The next phase of this cooling is likely to be further borrowing restrictions and the tightening of lending criteria akin to the homeowner mortgage market, since buy-to-let has enjoyed a much looser unregulated regime up top now.
The scrapping of the Green Deal, the government’s failed scheme to fund energy saving measures in housing, will not have a major impact as the take-up was low. Those that did take advantage will have their contracts honoured but there will be no new funding. In any case many thought the scheme gave landlords and owners little in the way of cost savings.
The Green Deal move is however a reminder to landlords that all properties within the Private Rented Sector (PRS) must be up to at least an ‘E’ EPC rating by 1st April 2018 under the new legislation, but this date could come forward to 2016 so waiting is not an option. Landlords should be making plans now, particularly when properties become vacant, to bring them up to minimum energy efficiency standards, otherwise they will be unable to let them legally after April 2018.
As the Intus article in this issue “Landlords’ Mounting Responsibilities” points out, there is no doubt at all that landlords’ responsibilities, tax changes aside, are increasing. This year several measures introduced by the Deregulation Act 2015, the energy efficiency rules, and legionella checks along with smoke and CO alarms, will all mean extra work for landlords.
One option to consider for those self-managing landlords is to use a good professional letting agent. It will cost you in terms of fees but the freedom may be worth it, and fees are a tax deductible expense.
Although some Lettings Agencies have bad reputations for exploiting landlords who take this hands-off approach, by overcharging for basic services, these are in a minority. Look for long established managing agents with good local reputations, and crucially, members of one of the main professional associations such as ARLA or RICS.
Another safeguard some landlords take to make sure their lettings agencies will give them and their properties the right attention is looking for a smaller agency.

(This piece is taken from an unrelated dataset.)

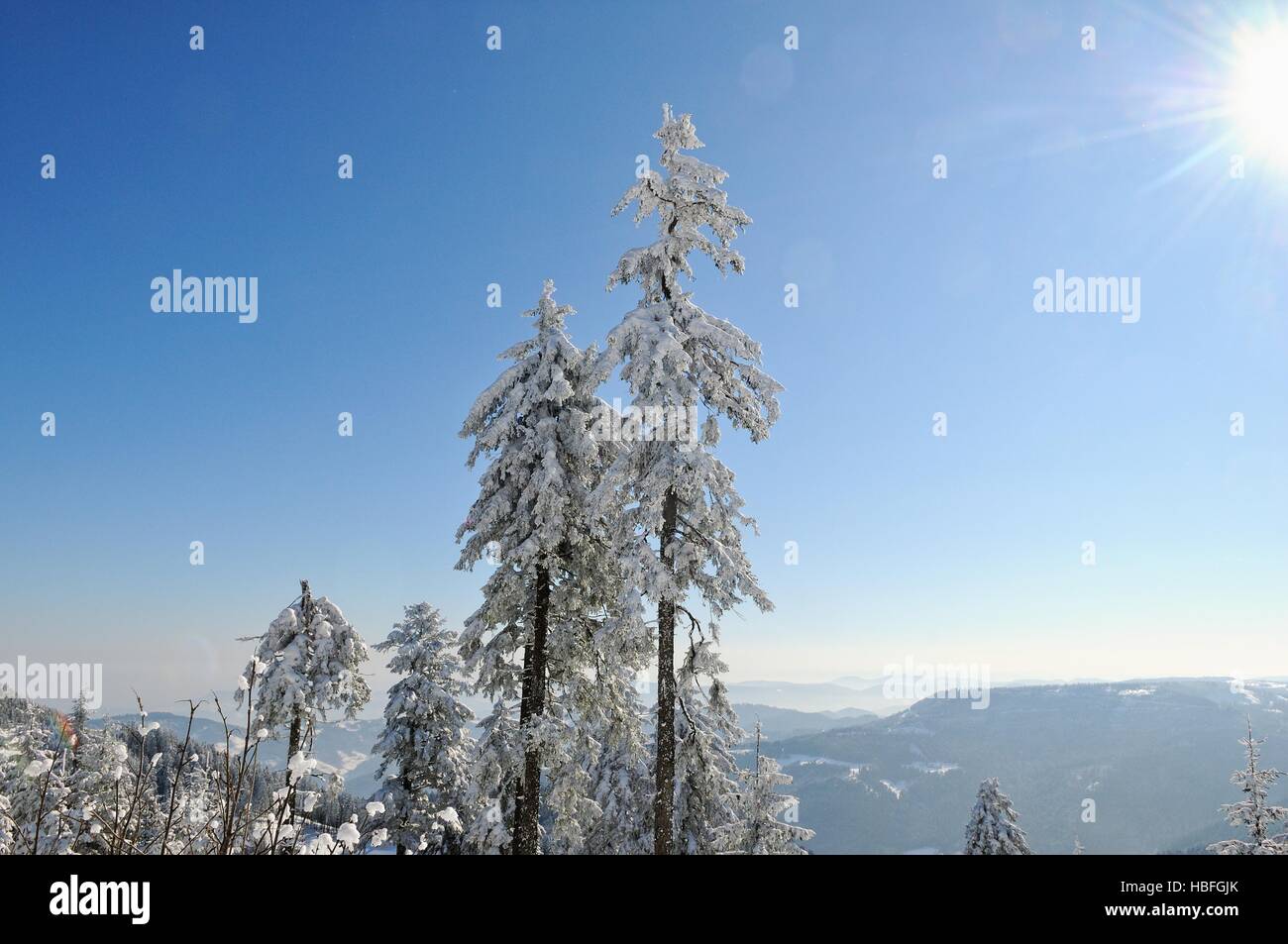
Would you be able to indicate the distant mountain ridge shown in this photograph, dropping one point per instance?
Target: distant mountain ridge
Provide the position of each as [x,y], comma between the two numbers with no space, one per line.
[1151,756]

A smaller agency allows landlords to truly build relationships with the company as the same agents personally manage and take care of their investments from the outset.
Once you have found the right agent, you are then able to pass the total legal responsibilities over. Even before a tenant is found, the landlord’s duties are lessened as letting agents are in charge of and fully responsible for all legal precautions. The relevant safety checks are taken care of such as gas safety, electrical and appliance checks etc.

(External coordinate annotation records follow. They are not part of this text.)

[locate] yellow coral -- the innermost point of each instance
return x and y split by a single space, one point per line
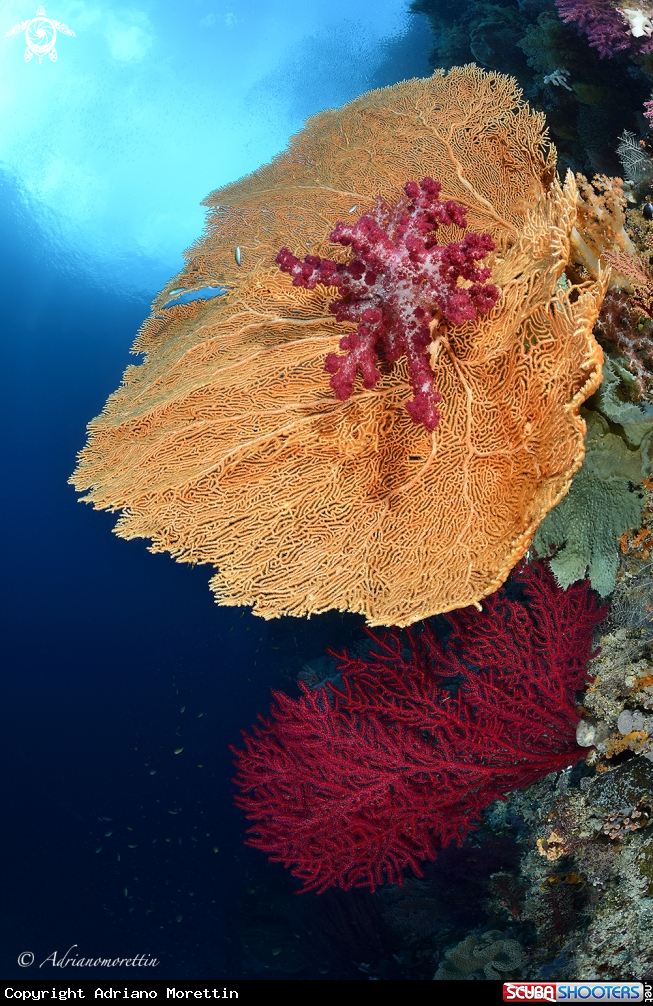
226 447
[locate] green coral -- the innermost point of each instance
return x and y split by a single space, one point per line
600 506
603 502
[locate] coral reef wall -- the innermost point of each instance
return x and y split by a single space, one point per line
588 103
225 446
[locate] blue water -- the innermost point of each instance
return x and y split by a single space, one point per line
113 658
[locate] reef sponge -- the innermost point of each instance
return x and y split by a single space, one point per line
226 446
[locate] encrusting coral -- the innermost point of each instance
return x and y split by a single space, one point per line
226 446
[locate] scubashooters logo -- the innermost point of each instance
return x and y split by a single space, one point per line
40 35
553 992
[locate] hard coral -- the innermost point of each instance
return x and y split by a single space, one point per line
350 787
398 284
225 445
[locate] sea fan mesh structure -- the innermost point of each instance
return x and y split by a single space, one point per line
226 446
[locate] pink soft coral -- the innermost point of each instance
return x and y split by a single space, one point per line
605 25
398 282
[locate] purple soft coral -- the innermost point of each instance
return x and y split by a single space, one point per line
399 281
607 28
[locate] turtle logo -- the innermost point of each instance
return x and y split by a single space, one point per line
40 35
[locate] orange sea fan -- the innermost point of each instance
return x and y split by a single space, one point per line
225 446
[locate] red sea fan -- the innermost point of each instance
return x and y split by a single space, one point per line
398 282
350 787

The article in this issue by John Kingdom – Market Valuation and Forecast – UK Housing – June 2015 Part 2 – follows up from last month’s article and gives a sobering view of the housing market from a stock analyst’s view of the market, based on his analysis of long-term statistics. John is a stock market analyst who publishes his work at ukvalueinvestor.com
By taking house prices over a long period of time and comparing them to average earnings and average homebuyer earnings (PE Ratios), John concludes that house prices today are expensive. Importantly though, he thinks any change will be slow and that as wages increase with the improving economy will likely redress the balance over time.
Finally, Ray Coman, FCCA, CTA has produced a timely and comprehensive article: “Tax planning for landlords affected by new interest rules” which provides some ideas and tax planning strategies for landlords following the Budget changes.
Enjoy your summer holidays if they are still to come!